Pakistan has reduced polio cases by more than 99.6% since 1994, from 20,000 annual cases to just 30 this year. He has built one of the most extensive monitoring systems in the world: 127 environmental sampling sites, 12,500 reporting sites and campaigns that reach 45 million children. Two of the world’s three strains of poliovirus have been eliminated.
But Pakistan and Afghanistan remain the only countries where polio still circulates. And in 2024, the WPV1 strain re-emerged in 90 districts, forcing authorities to review their approach with a “2-4-6 road map” under the National Emergency Action Plan.
“The last mile is actually very difficult to cross,” said Dr Azra Pechuho, Minister of Health and People’s Welfare of Sindh, speaking at the Aga Khan University on Friday. “These are the little pockets that we are missing as the number of infected children declines.” A two-hour event brought together top names in polio from WHO, Sindh government, federal government and AKU.
The environmental samples confirm what health officials already know: The virus persists in underserved communities that vaccination campaigns struggle to reach. Every district of Sindh shows continuous transmission.
The 42,000 vaccination refusals across Sindh – including 40,000 in Karachi – reflect what Dr Azra calls “vaccine fatigue”. But Dr Sebastian Taylor, of the Polio Eradication Technical Advisory Group, warned against assuming families are refusing because of too many vaccines. Many refusals come from a lack of knowledge rather than vaccine overload, he said.

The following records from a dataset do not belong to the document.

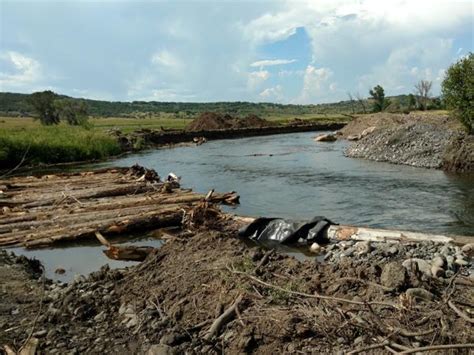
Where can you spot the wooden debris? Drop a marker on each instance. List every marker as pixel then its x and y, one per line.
pixel 128 253
pixel 46 209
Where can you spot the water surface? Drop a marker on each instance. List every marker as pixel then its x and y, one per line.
pixel 292 176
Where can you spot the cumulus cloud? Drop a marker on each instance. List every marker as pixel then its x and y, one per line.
pixel 271 62
pixel 273 93
pixel 167 50
pixel 315 84
pixel 18 71
pixel 256 78
pixel 166 58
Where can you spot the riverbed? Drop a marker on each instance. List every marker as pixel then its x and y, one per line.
pixel 294 177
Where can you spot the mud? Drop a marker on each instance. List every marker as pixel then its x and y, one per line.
pixel 168 303
pixel 212 121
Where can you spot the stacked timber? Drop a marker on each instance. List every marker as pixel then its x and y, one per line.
pixel 41 210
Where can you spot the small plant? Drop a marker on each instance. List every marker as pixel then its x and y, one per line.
pixel 458 91
pixel 380 102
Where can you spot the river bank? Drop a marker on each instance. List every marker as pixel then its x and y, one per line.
pixel 422 139
pixel 207 291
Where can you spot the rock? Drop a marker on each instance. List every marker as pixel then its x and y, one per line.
pixel 363 247
pixel 461 262
pixel 468 249
pixel 420 293
pixel 326 138
pixel 437 271
pixel 422 265
pixel 60 271
pixel 367 131
pixel 438 261
pixel 160 349
pixel 40 333
pixel 353 137
pixel 315 248
pixel 100 317
pixel 393 275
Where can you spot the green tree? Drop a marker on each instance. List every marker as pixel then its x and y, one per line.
pixel 458 90
pixel 411 102
pixel 380 102
pixel 74 112
pixel 43 103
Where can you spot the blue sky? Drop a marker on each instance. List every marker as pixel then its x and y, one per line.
pixel 284 51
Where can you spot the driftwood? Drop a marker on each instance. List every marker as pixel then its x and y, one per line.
pixel 128 253
pixel 223 319
pixel 40 210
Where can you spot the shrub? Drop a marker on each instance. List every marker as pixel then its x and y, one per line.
pixel 458 91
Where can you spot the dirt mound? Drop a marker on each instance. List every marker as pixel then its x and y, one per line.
pixel 213 121
pixel 383 120
pixel 459 156
pixel 252 121
pixel 415 144
pixel 209 292
pixel 210 121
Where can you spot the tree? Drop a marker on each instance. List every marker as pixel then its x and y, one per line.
pixel 74 112
pixel 351 101
pixel 380 102
pixel 411 102
pixel 422 92
pixel 458 90
pixel 43 104
pixel 361 102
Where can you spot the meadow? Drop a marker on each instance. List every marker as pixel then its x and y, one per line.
pixel 23 139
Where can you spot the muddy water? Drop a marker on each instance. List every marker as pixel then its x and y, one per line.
pixel 293 176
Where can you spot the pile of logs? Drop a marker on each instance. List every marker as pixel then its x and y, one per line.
pixel 38 211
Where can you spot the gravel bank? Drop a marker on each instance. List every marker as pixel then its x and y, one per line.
pixel 424 139
pixel 415 144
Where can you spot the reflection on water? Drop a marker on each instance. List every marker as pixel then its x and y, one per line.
pixel 82 257
pixel 303 178
pixel 300 179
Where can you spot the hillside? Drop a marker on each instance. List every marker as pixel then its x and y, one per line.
pixel 13 104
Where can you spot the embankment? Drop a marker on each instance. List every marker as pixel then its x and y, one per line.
pixel 422 139
pixel 158 138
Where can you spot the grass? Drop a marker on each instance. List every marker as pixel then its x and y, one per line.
pixel 51 145
pixel 63 143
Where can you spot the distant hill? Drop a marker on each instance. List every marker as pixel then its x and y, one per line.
pixel 13 104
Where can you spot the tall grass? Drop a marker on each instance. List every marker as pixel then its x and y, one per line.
pixel 51 145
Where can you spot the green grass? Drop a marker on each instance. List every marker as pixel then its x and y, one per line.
pixel 52 145
pixel 63 143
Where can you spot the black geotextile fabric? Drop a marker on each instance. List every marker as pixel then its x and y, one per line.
pixel 286 231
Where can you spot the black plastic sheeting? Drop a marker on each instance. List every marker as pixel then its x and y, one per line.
pixel 283 231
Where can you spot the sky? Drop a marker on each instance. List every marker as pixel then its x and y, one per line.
pixel 298 52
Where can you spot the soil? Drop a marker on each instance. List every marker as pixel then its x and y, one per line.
pixel 168 303
pixel 422 139
pixel 214 121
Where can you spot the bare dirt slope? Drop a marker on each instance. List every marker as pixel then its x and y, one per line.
pixel 208 292
pixel 213 121
pixel 422 139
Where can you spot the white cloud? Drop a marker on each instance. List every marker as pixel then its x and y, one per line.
pixel 315 84
pixel 18 71
pixel 256 78
pixel 166 58
pixel 274 93
pixel 270 62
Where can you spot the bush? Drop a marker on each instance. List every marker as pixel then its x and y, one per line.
pixel 458 91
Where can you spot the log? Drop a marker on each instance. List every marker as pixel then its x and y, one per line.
pixel 125 253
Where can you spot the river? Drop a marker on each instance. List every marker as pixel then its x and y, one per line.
pixel 292 176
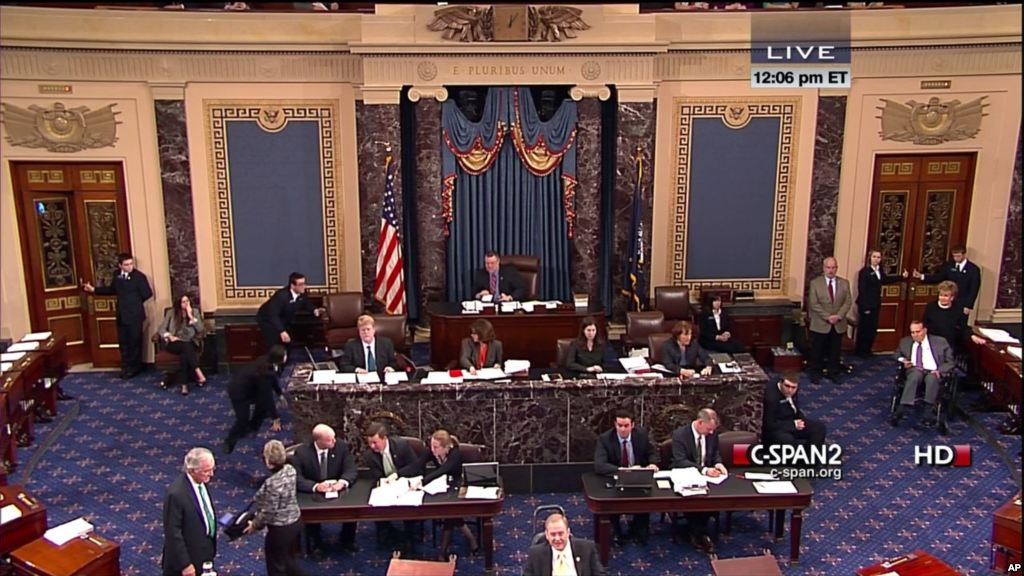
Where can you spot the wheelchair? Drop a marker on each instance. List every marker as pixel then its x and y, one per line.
pixel 945 403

The WHO reports that authorities have narrowed the gap, reducing the number of missed children from 1.48 million to 1.13 million. But low systematic vaccination coverage, vaccine hesitancy and population movements continue to leave spaces where the virus survives.
Southern Khyber Pakhtunkhwa presents the most pressing challenge. “This is where we need to do something very fast and very hard,” said Professor Shahnaz Ibrahim, chairman of the National Certification Committee, which determines each year whether Pakistan is considered polio-free.
The certification process requires three consecutive years without cases or environmental detection of the virus – and Pakistan cannot achieve it alone. “Pakistan and Afghanistan must form a unity,” explained Professor Ibrahim.
Ayesha Farooq, the prime minister’s lead on polio eradication, noted that the genetic diversity of WPV1 is “increasingly reduced”, meaning less chance of new strains emerging. Dr Azra said eradication remains achievable if Pakistan remains focused during the upcoming low transmission season.
“For today’s students, there is no need to study smallpox. It is ancient history,” said Aziz Memon, national president of the PolioPlus Committee of Pakistan. “Let’s write polio into the history books.”